The group project is your opportunity to further explore an area of data mining you're interested in and also to gain practical experience in the domain. For your proposal, you must select team members and a topic. A custom rubric will be created for grading your project based on your topic choice, group size, and project difficulty.
You will have complete freedom in what domain you choose, what technologies you use (including, for instance, programming languages, databases, etc), and what type of analysis you seek to perform, with the only restriction that the instructor will require full access to these tools in order to grade your work (thus, don't choose proprietary software unless the instructor has access to a license for it).
Another concern is that your choices must carry a significant enough difficulty for you to be able to earn an A on your assignment. There must also be enough work to share between group members, so if you have a larger group, there should be multiple significantly difficult steps in your proposal for the knowledge discovery process. Every project should have some significant difficulty added to at least one step in the process. As a simple rule of thumb, for every added group member, there should be at least one additional step with significant difficulty.

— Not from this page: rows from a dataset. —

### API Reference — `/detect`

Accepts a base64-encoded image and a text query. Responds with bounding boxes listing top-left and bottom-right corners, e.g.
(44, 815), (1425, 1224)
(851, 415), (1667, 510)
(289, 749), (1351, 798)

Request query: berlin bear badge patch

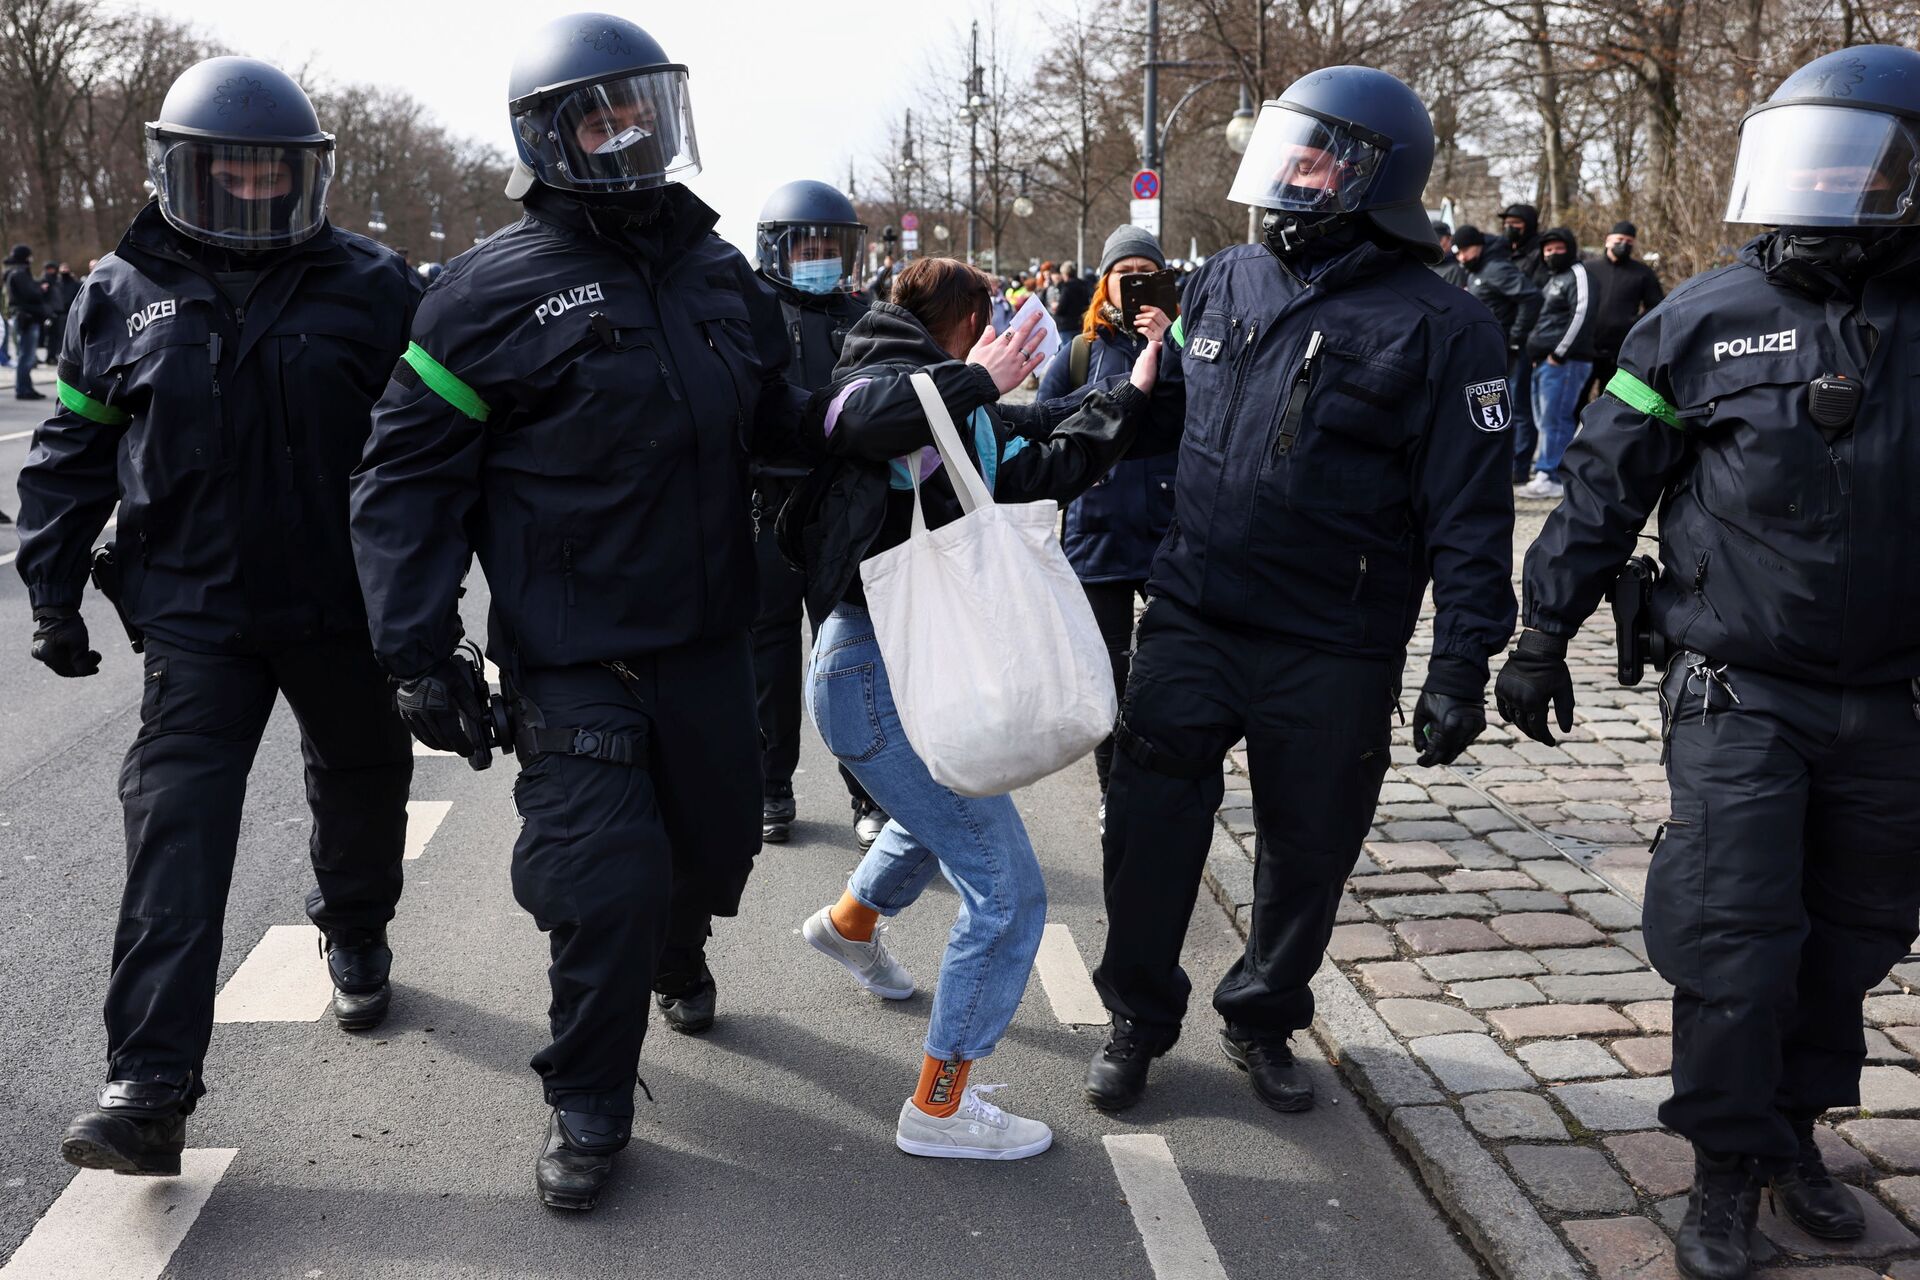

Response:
(1464, 379), (1513, 432)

Please submit your proposal early. If it is accepted, you will receive full credit. If it is not, you will have as many opportunities to resubmit for full credit as you need up until the due date. After the due date, you will receive partial credit once your submission is accepted.
What to Submit
Include the following in your submission:
data source
data cleaning plan
data integration plan
data selection plan
data mining plan
pattern evaluation plan
For each of these steps, also indicate what tools will be used, whether any significant programming will be needed, and if so what language will be used. You may also assign tasks to group members in your proposal, but this is not necessary at this step (it will be in your final report). Every member of the group needs to submit a proposal, but you can copy it. This way I will know that everyone is in board.
Domain Choice
Your proposal should include a choice of domain. This, essentially, is identifying the type of data you will be using in your project, and to some extent what type of analysis you'll be able to do. Here are some examples:
social network analysis
financial data analysis
product recommendation
sports predictions
There are many more possible domains -- feel free to discuss any ideas you have with me in office hours or on the project discussion board on blackboard.
Data Source
Determine where, specifically, you will retrieve the data you will use for your project. There are two ways you can add difficulty to your assignment in this step: choose a less typical type of data (text mining, linked data, etc) or create your data set (ex. crawling the web, manual collection from surveys, etc). Finding an existing but seldom used data set will also add some credit for difficulty.
Data Cleaning Plan
If your data requires significant cleaning before it is used, this may be a more significant step. Indicate and explain how much work you expect for this step.
Data Integration Plan
If you are using multiple data sources, or if you intend to move your data set in to a database or data warehouse, explain your plan here. Otherwise, indicate this is not applicable.
Data Selection Plan
At the very least, indicate how you will select attributes from your data set for performing further analysis. Indicate if you intend to use data mining tools to determine what the subset of attributes should be, or if you intend to use a more complex technique to transform the data, such as principal component analysis.
Data Mining Plan
Determine what type of analysis you will perform (classification, clustering, outlier analysis, regression, mining association rules, etc). Give some detail on what you will be looking for, how you plan to do this analysis (i.e. using WEKA, writing a classification program in Python, etc), and what your expectations are for results. Again, use the discussion forum to discuss any tools you think might be interesting for other students.
Pattern Evaluation Plan
If you plan to perform an analysis on the results from the data mining step (for instance, cross validation, visualization, etc), indicate such here.